Ali, entre aqueles dois, o amor não vai ganhar forma de nada. Viverá à revelia do impulso, cifrando-se nas garras maquinais do tempo e sendo pormenor desmentido da ação. Naquele vácuo, o amor resvale para o lugar indefinido das coisas que não são. O amor, nunca deixando de ser amor, vai, contudo, ser nada. E tal constatação fere, com brutal acutilância, as minhas convenções. O amor material, cristalizado num qualquer gesto, não é, afinal, truísmo.
No fundo, o que me arrebata é a primeira consciência de que o amor não nos salva. Sim, contém a vertiginosa eficiência do amparo. Mas é inútil, no mais precioso sentido do termo.
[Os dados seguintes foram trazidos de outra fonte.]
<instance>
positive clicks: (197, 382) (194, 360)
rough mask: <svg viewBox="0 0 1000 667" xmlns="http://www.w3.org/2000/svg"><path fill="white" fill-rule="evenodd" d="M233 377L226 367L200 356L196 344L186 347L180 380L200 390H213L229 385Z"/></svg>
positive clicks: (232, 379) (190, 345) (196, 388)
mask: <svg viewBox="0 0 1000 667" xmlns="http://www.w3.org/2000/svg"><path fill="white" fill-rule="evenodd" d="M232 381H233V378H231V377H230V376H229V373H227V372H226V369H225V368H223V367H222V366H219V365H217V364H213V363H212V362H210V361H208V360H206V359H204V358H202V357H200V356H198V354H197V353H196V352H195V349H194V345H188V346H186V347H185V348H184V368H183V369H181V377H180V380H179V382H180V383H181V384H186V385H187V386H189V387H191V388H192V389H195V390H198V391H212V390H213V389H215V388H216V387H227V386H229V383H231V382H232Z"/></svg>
Não é vital, é corolário existencial. O amor não cura a nossa inevitável solidão nem reverte qualquer eventual dor. O amor dilui espaços, empiricamente vazios. Faz nascer.
Na arquitectura, o desafio do criador é o espaço. Do intervalo entre construções, brota o novo empreendimento e nós, ávidos construtores, lá vamos diluindo espaços interiores. O amor nem tudo suprime mas quase tudo ampara. Mais do que as edificações que partilhamos, aproximam-nos os descampados, esses lugares de ninguém onde, até sem gestos, podemos esbarrar em alguém. De repente, o espaço, aparentemente tão teu, é um campo aberto de pessoas como tu.
E, entre todos, ali, nunca me ocorreu que o amor se pudesse abster. É que o espaço, de tão vasto e informe, sabe a solidão. Saber que há mais do que uma pessoa só é estranho e convida a aritmética do afeto. Demora a entender que pode haver, entre solitários, um amor abnegado. O amor exprime-se em complexos virtuosismos.
Demora até entender a solidão. Não como consequência trágica de uma vida falhada em algum aspecto mas como uma inevitabilidade da existência. Solidão é a sufocante noção que apenas morrerá uma ínfima parte do que poderia ter morrido. Pelo amor, pela solidariedade, pela fraternidade, buscamos diluir espaços, empiricamente vazios.
Talvez o vazio seja a única herança do que fomos antes de ser: o não ser. Talvez esse espaço seja um reflexo por demais evidente daquilo que será para sempre indecifrável. Tanto que o transforma numa impossibilidade. Não ser é a negação da existência, mas não é o contrário de vida. Não ser é o nada. O espaço e o tempo. Ponto e chegada do ciclo da vida. O interlúdio é viver. Ali, entre aqueles dois, percebi que somos o interlúdio, contido ou explícito, uns dos outros.
Frame retirado do filme “The Lobster”, realizado por Yorgos Lanthimos.